Mustang Trek Day 5
Lo Manthang (3840 m)
When we found out that you are able to ride Tibetan ponies it was one of the major reasons we chose the Mustang trek - yes we are big kids at heart! On our second day in Lo Manthang the innkeeper provided us with horses and we set off for the much anticipated pony ride.
We rode northwards out of town, towards the Tibetan/China border, following the road past several small villages.
Dave was given a young tan horse that was eager to run. I was given a gorgeous older white and grey horse that was not quite up to the journey. My horse quickly earned the nickname "Bitey" because it wanted to go slow and if one of the other horses tried to pass him, he would bite or kick to prevent them from doing so.
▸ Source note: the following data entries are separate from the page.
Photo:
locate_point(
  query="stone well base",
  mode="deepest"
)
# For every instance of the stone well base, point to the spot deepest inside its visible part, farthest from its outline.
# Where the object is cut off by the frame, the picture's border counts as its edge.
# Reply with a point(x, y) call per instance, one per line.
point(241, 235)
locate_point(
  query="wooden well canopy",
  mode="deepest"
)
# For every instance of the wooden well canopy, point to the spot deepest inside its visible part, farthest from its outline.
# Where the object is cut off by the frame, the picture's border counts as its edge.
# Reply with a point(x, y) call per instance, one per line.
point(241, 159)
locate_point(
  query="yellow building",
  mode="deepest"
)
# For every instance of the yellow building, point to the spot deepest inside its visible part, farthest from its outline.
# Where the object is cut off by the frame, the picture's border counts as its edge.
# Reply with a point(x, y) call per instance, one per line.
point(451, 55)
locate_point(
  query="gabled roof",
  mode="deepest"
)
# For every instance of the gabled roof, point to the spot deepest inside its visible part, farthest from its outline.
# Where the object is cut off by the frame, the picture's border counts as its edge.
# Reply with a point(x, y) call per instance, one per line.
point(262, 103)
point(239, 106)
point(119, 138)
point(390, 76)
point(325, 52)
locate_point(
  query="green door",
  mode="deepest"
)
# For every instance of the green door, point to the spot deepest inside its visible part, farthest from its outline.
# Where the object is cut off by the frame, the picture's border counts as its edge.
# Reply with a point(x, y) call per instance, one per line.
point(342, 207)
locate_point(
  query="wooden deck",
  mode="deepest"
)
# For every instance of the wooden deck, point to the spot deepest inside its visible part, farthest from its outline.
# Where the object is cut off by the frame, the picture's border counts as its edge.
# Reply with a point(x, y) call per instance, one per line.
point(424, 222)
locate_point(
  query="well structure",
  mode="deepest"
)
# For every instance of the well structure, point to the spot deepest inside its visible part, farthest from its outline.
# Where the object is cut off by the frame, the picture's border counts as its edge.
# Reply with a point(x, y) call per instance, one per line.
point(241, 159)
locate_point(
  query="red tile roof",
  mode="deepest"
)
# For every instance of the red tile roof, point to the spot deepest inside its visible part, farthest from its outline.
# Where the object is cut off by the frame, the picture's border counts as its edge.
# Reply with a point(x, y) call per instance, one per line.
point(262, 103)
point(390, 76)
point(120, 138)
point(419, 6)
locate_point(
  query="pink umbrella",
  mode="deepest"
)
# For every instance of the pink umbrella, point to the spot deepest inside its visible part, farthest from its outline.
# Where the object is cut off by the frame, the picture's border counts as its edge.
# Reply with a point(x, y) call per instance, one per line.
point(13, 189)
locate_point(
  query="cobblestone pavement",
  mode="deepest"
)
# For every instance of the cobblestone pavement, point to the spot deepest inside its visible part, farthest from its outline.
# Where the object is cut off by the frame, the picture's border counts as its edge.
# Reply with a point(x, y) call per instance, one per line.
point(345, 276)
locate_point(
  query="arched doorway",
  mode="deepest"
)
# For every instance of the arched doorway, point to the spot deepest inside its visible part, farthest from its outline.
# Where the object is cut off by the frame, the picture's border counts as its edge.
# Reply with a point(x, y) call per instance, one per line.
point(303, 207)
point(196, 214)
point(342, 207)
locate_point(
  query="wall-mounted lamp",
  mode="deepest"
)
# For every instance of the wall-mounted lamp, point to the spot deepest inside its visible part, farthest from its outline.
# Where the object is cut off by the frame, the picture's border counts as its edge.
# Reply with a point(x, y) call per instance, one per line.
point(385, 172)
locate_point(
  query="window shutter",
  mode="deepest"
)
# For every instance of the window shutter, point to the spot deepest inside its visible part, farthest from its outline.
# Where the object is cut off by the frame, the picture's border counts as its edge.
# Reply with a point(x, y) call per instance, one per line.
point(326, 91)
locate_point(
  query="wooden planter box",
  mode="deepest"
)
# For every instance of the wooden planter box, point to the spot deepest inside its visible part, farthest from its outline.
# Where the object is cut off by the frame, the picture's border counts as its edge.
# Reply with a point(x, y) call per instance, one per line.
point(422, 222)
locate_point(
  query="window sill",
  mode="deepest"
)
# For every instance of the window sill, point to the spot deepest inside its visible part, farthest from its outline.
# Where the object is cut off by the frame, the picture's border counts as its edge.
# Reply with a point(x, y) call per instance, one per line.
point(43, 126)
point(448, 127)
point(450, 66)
He flat out refused to run so I was often left plodding along behind while Dave and our guide took off ahead at a gallop.
Bitey |
Eventually we left the road and headed in to a valley surrounded by steep cliffs dotted with caves. We abandoned our horses at a guesthouse in Chhasar and completed the short walk uphill to the Jhang Caves.
Chhasar |
The Jhang Caves are 2500 years old and consist of 49 rooms on four different levels that were used to avoid invading armies.
Jhang Caves |
After exploring the maze inside the caves we crossed the valley to visit the Low Nyiphung Namdral Gompa which was a giant red building built in to the cliff side. Despite the grand exterior the inside was actually rather small and unimpressive with nothing more than a small monastery and a meditation cave.
Low Nyiphung Namdral Gompa |
Gong |
Buddha paintings |
Ancient text |
We returned to the guesthouse for lunch and then resumed our ride, stopping at two smaller villages and their tiny gompas.
Lunch with a view |
Our hostess |
Our hostess |
Next we took off towards the hills for a long circle of the countryside. The ride offered amazing views of the surrounding villages, vast pasture land and glaciated mountains above.
As the day progress Bitey became more and more tired and grouchy. He had a hard time keeping his footing in the steep sandy trails and at one point he completely lost his footing falling to his front knees sending me flying over his head. By some miracle I was able to hold on and rite myself before I hit the sand.
After a full day of riding we returned to the guesthouse. We were both surprised to find that we were more sore from a day of riding than the fifteen previous days of walking!